Tonight though, after ordering a pizza for lunch with the excuse that it was more convenient and would allow me to not make a mess of dishes then proceeding to finish the pizza for dinner, I started looking for a shirt to wear that wasn't what I'd had on all day at work. I couldn't find one. None of my XL shirts fit anymore. Most of my XXL shirts were dirty, and I don't have a ton of them as-is. I took a step back and realized that my closet is full of clothes I cannot wear. I have 2 pairs of chinos, 1 pair of jeans, and about 4 t-shirts that I can feel comfortable in. Plus 1 sweatshirt that I wear constantly when I'm out of the apartment now that it is winter.
Still without a shirt I went to check the dryer and see if I had accidentally left anything in there.

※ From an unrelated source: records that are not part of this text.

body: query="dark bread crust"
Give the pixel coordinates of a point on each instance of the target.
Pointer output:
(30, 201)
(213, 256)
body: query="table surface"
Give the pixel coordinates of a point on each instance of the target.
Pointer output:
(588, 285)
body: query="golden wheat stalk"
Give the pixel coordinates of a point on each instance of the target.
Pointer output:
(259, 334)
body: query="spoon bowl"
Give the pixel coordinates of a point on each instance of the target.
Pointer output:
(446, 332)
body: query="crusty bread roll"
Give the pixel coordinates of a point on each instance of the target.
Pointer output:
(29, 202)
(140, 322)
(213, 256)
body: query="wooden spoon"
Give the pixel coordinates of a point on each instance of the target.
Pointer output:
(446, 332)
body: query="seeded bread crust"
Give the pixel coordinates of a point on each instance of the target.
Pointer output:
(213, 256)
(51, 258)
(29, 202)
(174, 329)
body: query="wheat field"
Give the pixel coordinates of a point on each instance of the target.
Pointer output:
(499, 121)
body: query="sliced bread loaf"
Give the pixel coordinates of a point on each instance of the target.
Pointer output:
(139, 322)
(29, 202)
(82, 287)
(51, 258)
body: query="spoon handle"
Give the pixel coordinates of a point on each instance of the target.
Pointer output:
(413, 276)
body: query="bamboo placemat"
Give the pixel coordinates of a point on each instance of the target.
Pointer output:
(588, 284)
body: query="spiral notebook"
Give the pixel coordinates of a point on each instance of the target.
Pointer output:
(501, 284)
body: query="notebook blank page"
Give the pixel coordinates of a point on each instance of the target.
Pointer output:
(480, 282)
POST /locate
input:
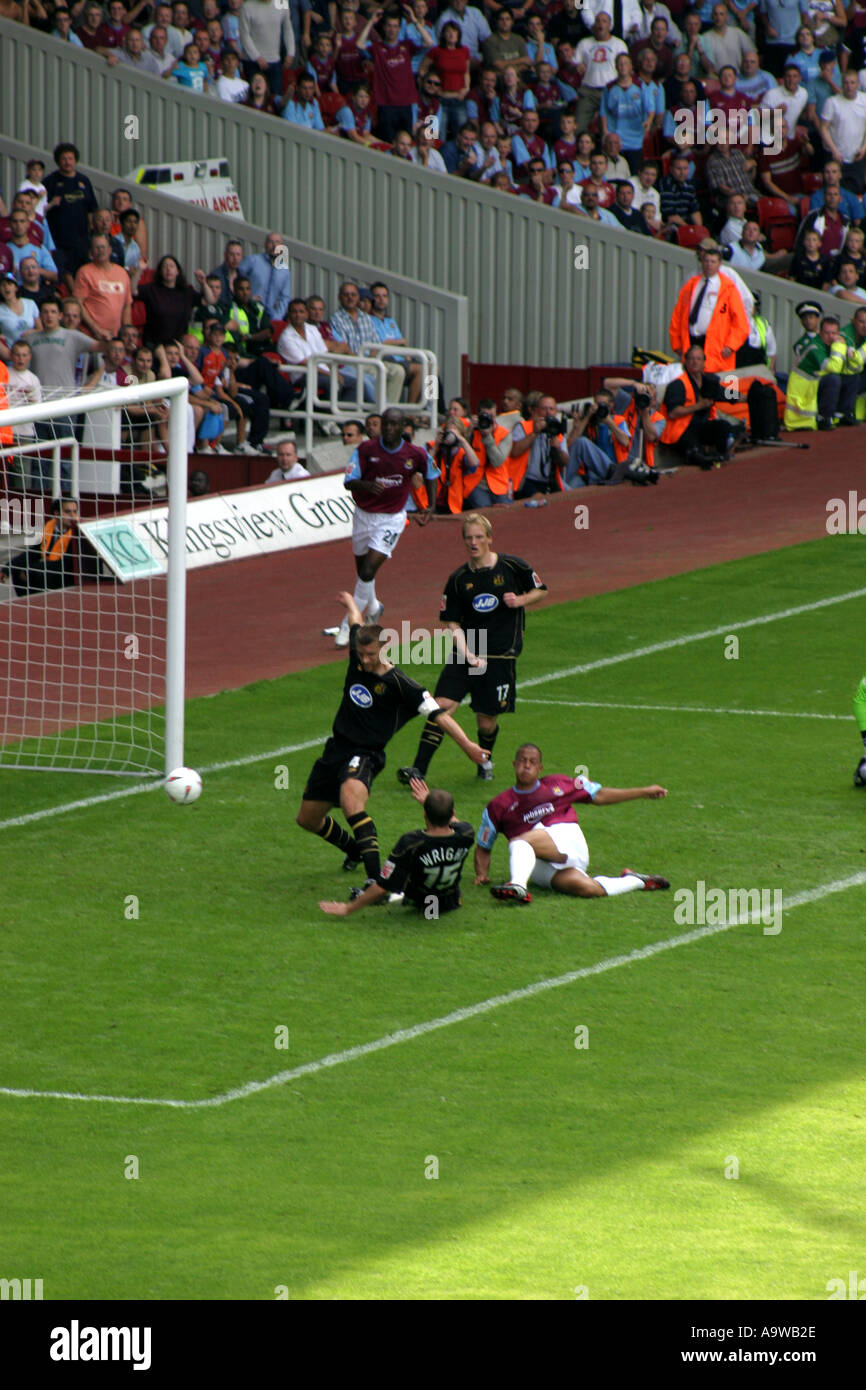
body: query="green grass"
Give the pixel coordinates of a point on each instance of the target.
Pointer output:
(559, 1168)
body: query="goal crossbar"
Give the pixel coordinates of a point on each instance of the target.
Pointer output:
(174, 389)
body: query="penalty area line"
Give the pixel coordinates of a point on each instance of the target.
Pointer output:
(679, 709)
(535, 680)
(471, 1011)
(154, 786)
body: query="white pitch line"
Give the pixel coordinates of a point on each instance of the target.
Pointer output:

On the way, I had to pass the bathroom--door open, mirror right there. I purposefully avoided looking in the mirror. I honestly can't say when the last time I did that was. Luckily, I'd left a single shirt in the dryer, and it happened to fit. So... yay?
Once I had my shirt on, I walked back over to my closet again and looked through my clothes. That's about when I said it. The words felt more like a reaction than conscious thought. A statement out loud of something I've felt and known for years now.

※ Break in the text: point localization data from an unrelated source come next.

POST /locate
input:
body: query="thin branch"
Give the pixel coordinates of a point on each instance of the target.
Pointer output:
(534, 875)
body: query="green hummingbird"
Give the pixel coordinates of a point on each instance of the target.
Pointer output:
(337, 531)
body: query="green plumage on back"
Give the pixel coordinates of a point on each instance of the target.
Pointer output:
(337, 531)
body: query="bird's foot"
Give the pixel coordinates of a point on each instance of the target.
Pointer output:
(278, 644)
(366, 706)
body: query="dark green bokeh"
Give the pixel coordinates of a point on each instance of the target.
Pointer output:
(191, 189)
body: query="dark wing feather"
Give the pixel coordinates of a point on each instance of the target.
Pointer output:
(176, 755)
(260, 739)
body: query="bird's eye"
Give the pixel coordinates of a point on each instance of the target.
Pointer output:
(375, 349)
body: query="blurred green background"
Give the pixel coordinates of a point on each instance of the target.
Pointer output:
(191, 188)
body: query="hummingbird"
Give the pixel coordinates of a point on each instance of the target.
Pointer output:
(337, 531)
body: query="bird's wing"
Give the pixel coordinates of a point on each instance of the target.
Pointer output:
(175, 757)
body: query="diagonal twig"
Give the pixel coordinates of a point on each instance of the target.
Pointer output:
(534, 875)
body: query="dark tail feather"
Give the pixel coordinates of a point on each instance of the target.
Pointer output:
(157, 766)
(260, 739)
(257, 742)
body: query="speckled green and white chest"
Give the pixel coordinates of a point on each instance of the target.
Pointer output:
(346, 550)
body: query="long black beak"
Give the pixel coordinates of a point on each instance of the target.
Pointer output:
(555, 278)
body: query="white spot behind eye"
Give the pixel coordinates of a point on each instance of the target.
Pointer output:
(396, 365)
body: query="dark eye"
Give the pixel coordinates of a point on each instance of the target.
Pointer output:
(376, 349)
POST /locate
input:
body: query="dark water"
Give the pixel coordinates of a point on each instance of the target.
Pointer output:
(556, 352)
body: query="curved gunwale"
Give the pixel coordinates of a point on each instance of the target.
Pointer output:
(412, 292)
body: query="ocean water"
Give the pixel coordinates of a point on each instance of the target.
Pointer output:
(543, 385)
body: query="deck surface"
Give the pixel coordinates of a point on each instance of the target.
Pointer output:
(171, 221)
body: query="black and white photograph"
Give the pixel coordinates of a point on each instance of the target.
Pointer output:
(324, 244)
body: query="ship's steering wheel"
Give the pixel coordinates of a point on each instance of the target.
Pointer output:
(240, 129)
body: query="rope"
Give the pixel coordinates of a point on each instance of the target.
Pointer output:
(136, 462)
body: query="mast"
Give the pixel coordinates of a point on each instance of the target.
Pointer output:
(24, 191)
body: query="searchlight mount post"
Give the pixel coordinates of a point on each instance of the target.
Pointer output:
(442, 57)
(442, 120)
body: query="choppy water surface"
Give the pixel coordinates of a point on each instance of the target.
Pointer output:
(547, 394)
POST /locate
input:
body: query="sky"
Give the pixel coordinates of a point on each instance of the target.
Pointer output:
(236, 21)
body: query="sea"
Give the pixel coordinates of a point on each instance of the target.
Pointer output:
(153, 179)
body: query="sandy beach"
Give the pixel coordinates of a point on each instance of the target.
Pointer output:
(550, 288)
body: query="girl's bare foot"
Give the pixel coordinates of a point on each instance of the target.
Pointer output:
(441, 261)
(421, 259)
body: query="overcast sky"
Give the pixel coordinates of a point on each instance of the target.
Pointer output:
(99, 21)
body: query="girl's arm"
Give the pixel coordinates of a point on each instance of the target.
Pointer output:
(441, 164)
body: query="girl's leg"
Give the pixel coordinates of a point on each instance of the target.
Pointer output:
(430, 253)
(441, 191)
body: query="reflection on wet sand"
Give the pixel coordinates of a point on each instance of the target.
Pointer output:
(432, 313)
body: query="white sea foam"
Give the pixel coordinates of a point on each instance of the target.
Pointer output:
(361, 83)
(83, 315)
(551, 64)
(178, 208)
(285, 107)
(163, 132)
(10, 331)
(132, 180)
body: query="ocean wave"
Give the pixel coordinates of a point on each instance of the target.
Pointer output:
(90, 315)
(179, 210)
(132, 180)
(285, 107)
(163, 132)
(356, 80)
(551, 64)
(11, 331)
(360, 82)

It sucks, but it might be the kind of motivation that I needed right now. So I figured I would share this for anyone else out there who isn't happy with themselves. I'm going to do all of this again, and I'm going to do it right this time. I'm going to put the work in to make sure those words never leave my mouth again, for this particular reason at least. You should too, because you deserve better than "I hate myself."